The theme for the 2018 World AIDS Day (December 1) is “Saving Lives through Leadership and Partnerships,” which closely aligns with National Primate Research Center (NPRC) efforts to improve therapies to treat people who are living with HIV/AIDS and to develop a vaccine that is safe and effective against all strains of the virus.
For more than 30 years, the NPRCs have led the way toward understanding and fighting HIV. The virus infects and kills millions globally; just last year, approx. 36.9 million people worldwide were living with HIV, and the death toll from AIDS-related illnesses had reached 940,000.
HIV treatments have come a long way since the disease turned pandemic and poured into the public consciousness in the mid-1980s. Today, because of the antiretroviral drug cocktails available to treat the virus, HIV is no longer a death sentence in most developed countries. Yet the hunt for better treatments and a vaccine continues.
One potential treatment making headlines involves broadly neutralizing monoclonal antibodies (bNAbs). These antibodies are isolated from individuals who have the rare ability to neutralize a majority of evolutionarily diverse HIV-1 field isolates after years of chronic infection.

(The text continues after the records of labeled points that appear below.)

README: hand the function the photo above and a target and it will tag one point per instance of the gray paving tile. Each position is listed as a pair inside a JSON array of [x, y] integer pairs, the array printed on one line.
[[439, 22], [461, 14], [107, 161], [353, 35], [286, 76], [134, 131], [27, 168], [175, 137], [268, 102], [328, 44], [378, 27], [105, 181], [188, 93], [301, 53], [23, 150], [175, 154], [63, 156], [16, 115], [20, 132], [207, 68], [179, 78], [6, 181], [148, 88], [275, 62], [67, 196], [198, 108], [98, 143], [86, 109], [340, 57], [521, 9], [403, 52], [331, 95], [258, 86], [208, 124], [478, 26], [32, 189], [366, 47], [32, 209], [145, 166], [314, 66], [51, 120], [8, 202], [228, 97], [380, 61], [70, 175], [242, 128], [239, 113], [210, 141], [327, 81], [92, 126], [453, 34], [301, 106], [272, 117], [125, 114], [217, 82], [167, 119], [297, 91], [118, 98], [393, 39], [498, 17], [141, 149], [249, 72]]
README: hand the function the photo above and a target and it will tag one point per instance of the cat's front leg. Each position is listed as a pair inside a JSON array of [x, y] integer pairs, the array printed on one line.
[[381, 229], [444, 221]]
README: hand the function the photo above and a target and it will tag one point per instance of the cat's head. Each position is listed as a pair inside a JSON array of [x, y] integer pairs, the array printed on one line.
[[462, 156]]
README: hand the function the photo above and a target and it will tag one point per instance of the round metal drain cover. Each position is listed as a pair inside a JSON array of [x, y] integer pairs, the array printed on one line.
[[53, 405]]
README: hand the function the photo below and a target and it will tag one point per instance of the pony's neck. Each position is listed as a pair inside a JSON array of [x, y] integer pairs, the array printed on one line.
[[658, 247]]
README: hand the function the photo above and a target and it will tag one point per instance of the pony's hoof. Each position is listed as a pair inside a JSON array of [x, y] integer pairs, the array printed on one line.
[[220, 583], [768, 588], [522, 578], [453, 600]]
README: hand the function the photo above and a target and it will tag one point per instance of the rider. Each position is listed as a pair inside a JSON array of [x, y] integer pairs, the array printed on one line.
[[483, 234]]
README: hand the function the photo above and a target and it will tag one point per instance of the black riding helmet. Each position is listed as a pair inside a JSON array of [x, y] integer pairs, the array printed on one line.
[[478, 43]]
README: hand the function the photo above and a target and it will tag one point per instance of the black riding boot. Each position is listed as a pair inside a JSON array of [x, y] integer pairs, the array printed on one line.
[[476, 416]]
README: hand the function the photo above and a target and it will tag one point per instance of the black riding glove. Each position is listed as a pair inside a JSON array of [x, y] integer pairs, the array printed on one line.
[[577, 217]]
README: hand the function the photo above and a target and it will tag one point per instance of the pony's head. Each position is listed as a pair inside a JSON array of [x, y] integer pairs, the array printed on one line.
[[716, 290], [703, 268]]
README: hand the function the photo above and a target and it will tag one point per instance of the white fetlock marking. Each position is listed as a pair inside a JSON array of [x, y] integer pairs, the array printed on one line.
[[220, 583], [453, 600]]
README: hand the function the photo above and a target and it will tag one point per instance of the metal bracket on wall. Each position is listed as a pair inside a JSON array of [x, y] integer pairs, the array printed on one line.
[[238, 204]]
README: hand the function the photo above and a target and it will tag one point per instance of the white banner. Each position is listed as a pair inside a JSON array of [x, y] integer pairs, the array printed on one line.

NPRC scientists are part of multiple large research collaborations working on moving these bNAbs from research labs to doctors’ offices. To achieve this, the scientists have extracted these special antibodies from human blood, grown them in lab dishes and infused them into monkeys that have simian immunodeficiency virus, or SHIV, a chimeric version of the AIDS virus.
Based on the encouraging results of the monkeys being able to control their viral loads, researchers are moving bNAbs into human clinical trials. If successful, the treatment could mean fewer lifelong medications for people with HIV. This is exciting news for the scientists who have devoted decades of basic research to gain understanding of this complex, insidious and ever-shifting virus.
The NIH Office of Research Infrastructure Programs (ORIP), which supports the NPRCs, and the National Institute for Allergy and Infectious Diseases (NIAID) have been leading supporters of animal-based AIDS research, thus making possible the NPRCs’ research involving hundreds of dedicated scientists, veterinarians, animal care personnel, technicians, students and more.
On World AIDS Day today, the NPRCs express our support for people who are living with HIV, remember those who have died from an AIDS-related illness and thank our employees for their commitment that is bringing us closer to the day when the HIV/AIDS global health challenge is a distant memory.